WASHINGTON, DC, May 31 --The White House's domestic agenda continues to be dominated by energy issues.

On the eve of an Organization of Petroleum Exporting Countries meeting next week in Vienna, President George W. Bush is holding "quiet diplomatic conversations" with the cartel over the effect oil production cuts have had on US prices, a White House spokesman said Thursday.

"There are conversations that are going back and forth with OPEC, and those conversations continue, and they will be treated as quiet, diplomatic conversations. The president believes that's the most effective way to conduct those conversations," the spokesman said.

House Democrats, led by Minority Leader Dick Gephardt (D-Mo.) want the president to be more vocal with OPEC, but the White House says that approach will simply anger key US allies like Saudi Arabia.

In the past, Vice-Pres. Dick Cheney also has suggested that OPEC alone is not to blame for the current high gasoline prices. Instead, he has indicated US clean fuel regulations and constrained refinery capacity also contribute to higher prices.

White House officials would not spell out the tone of the more recent "quiet" talks, although the spokesman said that the president reminded "oil-producing nations that we are interrelated economy, and that to the degree that energy prices go to unacceptably high levels in the US, that it hurts all nations as a result of our interconnections economically."

California
The White House reiterated the president's position made during a trip to California this week that electricity price caps are counterproductive.
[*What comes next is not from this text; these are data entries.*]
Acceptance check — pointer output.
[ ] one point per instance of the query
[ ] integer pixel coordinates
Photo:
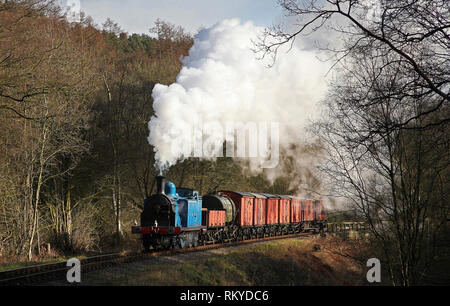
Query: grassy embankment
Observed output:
(285, 262)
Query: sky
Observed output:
(137, 16)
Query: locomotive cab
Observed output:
(168, 215)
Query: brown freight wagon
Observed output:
(244, 206)
(284, 207)
(320, 213)
(296, 210)
(307, 210)
(271, 208)
(259, 209)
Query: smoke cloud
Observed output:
(222, 81)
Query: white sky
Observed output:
(137, 16)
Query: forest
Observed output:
(76, 98)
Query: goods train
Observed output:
(180, 217)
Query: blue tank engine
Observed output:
(172, 217)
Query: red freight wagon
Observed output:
(296, 210)
(259, 209)
(244, 206)
(215, 218)
(271, 208)
(320, 213)
(284, 209)
(307, 210)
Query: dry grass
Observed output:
(285, 262)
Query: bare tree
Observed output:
(395, 177)
(414, 34)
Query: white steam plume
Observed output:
(223, 81)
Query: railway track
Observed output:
(57, 271)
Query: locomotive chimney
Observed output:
(160, 184)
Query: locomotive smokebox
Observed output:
(160, 184)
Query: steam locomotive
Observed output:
(180, 217)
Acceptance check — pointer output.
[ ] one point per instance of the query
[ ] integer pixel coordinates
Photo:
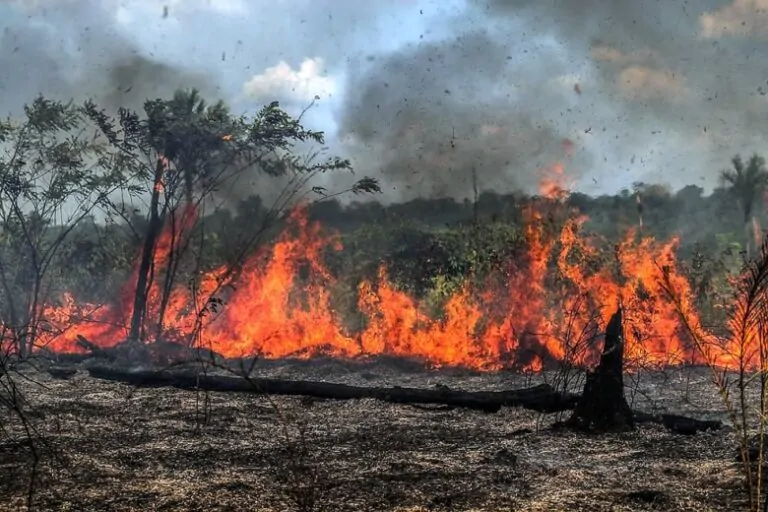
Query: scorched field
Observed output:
(125, 448)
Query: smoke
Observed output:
(618, 90)
(435, 115)
(645, 90)
(74, 49)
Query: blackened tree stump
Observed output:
(603, 406)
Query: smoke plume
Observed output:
(73, 50)
(642, 90)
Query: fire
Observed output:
(549, 306)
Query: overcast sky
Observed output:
(420, 92)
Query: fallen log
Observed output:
(542, 398)
(678, 424)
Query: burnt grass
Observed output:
(108, 446)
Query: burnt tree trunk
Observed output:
(154, 227)
(603, 406)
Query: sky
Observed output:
(426, 94)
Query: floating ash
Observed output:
(522, 321)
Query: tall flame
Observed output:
(531, 316)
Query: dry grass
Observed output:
(145, 450)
"The last thing that anybody should do at a time of energy shortage is to make the shortage worse. And price caps will result in increased demand and in lower supply and therefore have the exact worse effect you could want to have, if your goal is to help people, and if your goal is to protect the economy," said the spokesman.

White House officials also suggested that the position on price caps was not a partisan one.
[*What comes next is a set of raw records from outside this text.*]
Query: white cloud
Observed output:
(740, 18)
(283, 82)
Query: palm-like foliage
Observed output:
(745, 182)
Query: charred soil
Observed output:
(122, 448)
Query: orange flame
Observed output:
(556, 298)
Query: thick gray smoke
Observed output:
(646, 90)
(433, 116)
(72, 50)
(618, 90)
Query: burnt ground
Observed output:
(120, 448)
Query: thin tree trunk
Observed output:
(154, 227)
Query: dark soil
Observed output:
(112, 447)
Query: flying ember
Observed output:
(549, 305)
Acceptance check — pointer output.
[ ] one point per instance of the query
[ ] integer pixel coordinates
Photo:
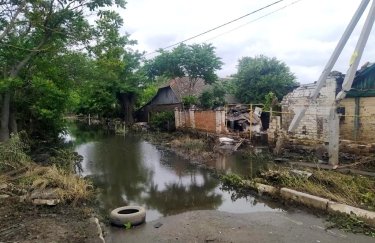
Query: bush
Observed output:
(189, 101)
(162, 120)
(12, 154)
"The [Federal Energy Regulatory Commission] is an independent agency, and makes its determinations based on what it views as right or wrong. But let me remind everybody here, that this issue is not new to this administration. In early January, Californians came calling to Washington, in the last days of the Clinton administration -- and as you know, the Clinton administration was rather busy in its final days -- and they, too, sought price caps. And price caps were not granted by the Clinton administration at that time," the spokesman said.
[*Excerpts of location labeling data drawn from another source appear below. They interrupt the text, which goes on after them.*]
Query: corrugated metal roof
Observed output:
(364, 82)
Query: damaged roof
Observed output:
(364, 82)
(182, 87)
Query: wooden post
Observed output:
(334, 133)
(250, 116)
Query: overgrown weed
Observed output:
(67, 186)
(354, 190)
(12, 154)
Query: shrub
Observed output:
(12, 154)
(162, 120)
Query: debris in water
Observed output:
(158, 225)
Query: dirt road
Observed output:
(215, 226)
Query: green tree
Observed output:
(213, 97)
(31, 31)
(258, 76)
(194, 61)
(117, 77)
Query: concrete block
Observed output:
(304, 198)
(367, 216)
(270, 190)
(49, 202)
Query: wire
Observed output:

"So it is notable that the same argument that was received by -- we presume, much more receptive ears, but they made a decision also based on facts and on merits, and had taken the same position that President Bush has taken. So this is nothing new coming from California. But the president's position will remain the same -- that he wants to be helpful to California. And one of the worst things you can do is make the situation worse in that state."

The White House will likely be called upon several times to defend that argument when Congress returns from a week-long holiday break.

Senate Democrats say FERC has failed to ensure that ratepayers are protected from alleged price gouging. Democrats, who will control the Senate, are expected to hold hearings and consider legislation, industry sources predicted.